0) Identity verification (critical disambiguation)

The retrieved peer‑reviewed literature did not contain explicit mentions of the specific Brachypodium distachyon gene model BRADI_1g22147v3 or UniProt A0A0Q3KVX9. A corpus‑wide scan of the retrieved papers did not find these identifiers, so no gene‑specific experimental phenotype, expression, or localization evidence can be cited here. Accordingly, this report confines gene/protein identity to the user‑provided UniProt annotation (organism: B. distachyon; enzyme class: pectate lyase; EC 4.2.2.2; PL1/pectate‑lyase domains) and uses peer‑reviewed PL1/pectate‑lyase literature only for family- and mechanism‑supported inference, explicitly labeled as such. (zheng2018genomewideidentificationof pages 2-4)

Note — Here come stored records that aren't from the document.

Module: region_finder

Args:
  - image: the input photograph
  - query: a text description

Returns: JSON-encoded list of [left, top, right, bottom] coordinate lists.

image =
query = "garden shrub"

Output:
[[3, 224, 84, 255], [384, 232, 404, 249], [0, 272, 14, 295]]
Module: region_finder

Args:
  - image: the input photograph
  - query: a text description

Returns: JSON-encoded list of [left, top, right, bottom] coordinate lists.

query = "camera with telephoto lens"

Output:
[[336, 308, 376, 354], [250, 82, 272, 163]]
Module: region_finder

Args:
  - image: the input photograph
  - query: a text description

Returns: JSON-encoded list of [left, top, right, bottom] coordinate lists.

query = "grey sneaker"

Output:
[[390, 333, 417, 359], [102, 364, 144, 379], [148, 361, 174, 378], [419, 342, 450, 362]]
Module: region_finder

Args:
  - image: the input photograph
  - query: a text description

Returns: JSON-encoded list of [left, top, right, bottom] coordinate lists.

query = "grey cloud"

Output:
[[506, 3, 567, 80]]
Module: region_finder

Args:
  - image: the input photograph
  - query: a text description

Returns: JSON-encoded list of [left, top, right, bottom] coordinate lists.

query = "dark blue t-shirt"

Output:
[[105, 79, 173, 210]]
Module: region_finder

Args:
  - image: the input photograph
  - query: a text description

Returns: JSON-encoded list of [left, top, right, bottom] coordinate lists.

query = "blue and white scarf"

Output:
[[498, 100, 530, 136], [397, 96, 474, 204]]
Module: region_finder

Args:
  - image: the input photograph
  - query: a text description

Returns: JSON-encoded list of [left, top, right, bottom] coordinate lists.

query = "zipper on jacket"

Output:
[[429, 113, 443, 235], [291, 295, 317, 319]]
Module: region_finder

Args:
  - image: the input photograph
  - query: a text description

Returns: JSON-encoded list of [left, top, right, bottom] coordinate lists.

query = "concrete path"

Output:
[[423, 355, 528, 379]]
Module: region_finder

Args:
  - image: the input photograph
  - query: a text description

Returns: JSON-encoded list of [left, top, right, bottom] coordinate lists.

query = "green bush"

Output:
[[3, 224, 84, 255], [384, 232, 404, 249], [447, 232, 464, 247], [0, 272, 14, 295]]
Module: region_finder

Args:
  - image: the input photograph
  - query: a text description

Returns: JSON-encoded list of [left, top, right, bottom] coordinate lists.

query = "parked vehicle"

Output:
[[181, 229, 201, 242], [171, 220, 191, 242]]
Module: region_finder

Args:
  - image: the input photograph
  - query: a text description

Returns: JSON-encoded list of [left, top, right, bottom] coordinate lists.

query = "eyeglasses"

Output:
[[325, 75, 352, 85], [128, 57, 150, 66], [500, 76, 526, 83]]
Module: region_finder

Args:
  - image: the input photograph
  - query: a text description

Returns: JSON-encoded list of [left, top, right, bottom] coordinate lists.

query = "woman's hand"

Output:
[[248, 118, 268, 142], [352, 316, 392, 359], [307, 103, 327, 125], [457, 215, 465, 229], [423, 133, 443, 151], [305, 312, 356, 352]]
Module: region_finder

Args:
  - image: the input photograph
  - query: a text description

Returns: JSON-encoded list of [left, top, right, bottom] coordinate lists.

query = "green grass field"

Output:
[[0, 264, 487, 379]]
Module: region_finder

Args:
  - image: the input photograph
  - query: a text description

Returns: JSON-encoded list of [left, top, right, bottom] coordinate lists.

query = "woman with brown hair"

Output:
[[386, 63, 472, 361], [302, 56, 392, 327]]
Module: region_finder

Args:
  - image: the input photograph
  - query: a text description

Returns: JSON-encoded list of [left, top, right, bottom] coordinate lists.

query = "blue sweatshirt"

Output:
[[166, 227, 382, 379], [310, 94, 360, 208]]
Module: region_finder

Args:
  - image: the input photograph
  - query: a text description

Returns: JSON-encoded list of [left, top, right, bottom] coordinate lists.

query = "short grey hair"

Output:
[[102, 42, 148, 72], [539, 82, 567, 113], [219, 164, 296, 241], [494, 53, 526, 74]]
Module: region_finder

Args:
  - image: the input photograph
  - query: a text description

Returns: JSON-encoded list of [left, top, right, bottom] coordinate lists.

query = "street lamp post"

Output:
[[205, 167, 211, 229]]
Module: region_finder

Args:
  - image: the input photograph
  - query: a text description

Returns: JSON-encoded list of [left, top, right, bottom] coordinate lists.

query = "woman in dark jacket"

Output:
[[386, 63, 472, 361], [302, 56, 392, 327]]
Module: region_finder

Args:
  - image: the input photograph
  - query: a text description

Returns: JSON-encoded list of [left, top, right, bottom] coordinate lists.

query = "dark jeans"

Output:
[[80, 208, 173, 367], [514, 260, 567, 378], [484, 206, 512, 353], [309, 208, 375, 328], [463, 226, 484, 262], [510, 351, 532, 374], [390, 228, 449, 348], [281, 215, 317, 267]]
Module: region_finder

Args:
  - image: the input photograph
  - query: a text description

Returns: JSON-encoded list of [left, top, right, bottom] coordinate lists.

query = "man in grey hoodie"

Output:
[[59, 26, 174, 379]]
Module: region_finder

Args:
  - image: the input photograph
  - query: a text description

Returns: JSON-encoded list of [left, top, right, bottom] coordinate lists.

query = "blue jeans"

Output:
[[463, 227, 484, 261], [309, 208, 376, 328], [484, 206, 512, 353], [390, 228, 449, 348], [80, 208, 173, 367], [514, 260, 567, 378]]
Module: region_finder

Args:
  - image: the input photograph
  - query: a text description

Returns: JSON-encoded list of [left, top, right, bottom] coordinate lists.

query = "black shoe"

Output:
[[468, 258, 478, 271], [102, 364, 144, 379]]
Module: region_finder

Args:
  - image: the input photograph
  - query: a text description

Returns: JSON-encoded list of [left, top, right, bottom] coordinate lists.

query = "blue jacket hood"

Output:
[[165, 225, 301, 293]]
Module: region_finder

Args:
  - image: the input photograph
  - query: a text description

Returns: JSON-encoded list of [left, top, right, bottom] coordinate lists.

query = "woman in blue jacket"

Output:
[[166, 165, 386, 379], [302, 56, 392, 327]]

1) Key concepts and definitions (current understanding)

1.1. What is a pectate lyase (EC 4.2.2.2)?

Pectate lyases (often discussed within the broader “pectate lyase/pectate lyase‑like” or PLL group) cleave the pectin backbone polymer homogalacturonan (HG) by a β‑elimination mechanism rather than hydrolysis, generating products that carry a C4–C5 double bond (4,5‑unsaturation) at the newly formed non‑reducing end. This chemical hallmark distinguishes lyases from glycoside hydrolases such as polygalacturonases. (anderson2025thedynamicsdegradation pages 11-13, bonnin2020pectindegradingenzymes pages 50-52, bonnin2020pectindegradingenzymes pages 46-48)

In mechanistic terms, PLs are typically most active on non‑ or low‑methylesterified HG (pectate), often require Ca2+, and frequently show an alkaline pH optimum (~8.5). (anderson2025thedynamicsdegradation pages 11-13)

1.2. Pectate lyase vs pectin lyase: substrate specificity and biochemical logic

A central point for functional annotation is the difference between:
- Pectate lyases (PLs): preferentially act on non‑/low‑methylesterified HG; Ca2+ dependent; alkaline‑optimum. (anderson2025thedynamicsdegradation pages 11-13, bonnin2020pectindegradingenzymes pages 50-52)
- Pectin lyases (PNLs): preferentially act on highly methylesterified pectins; do not require Ca2+; acidic‑to‑neutral optimum (~pH 5.5–7.5). (anderson2025thedynamicsdegradation pages 11-13)

This difference is also reflected structurally: binding and active‑site composition differs in ways consistent with charged (low‑DM) vs more hydrophobic (high‑DM) substrates. (anderson2025thedynamicsdegradation pages 11-13)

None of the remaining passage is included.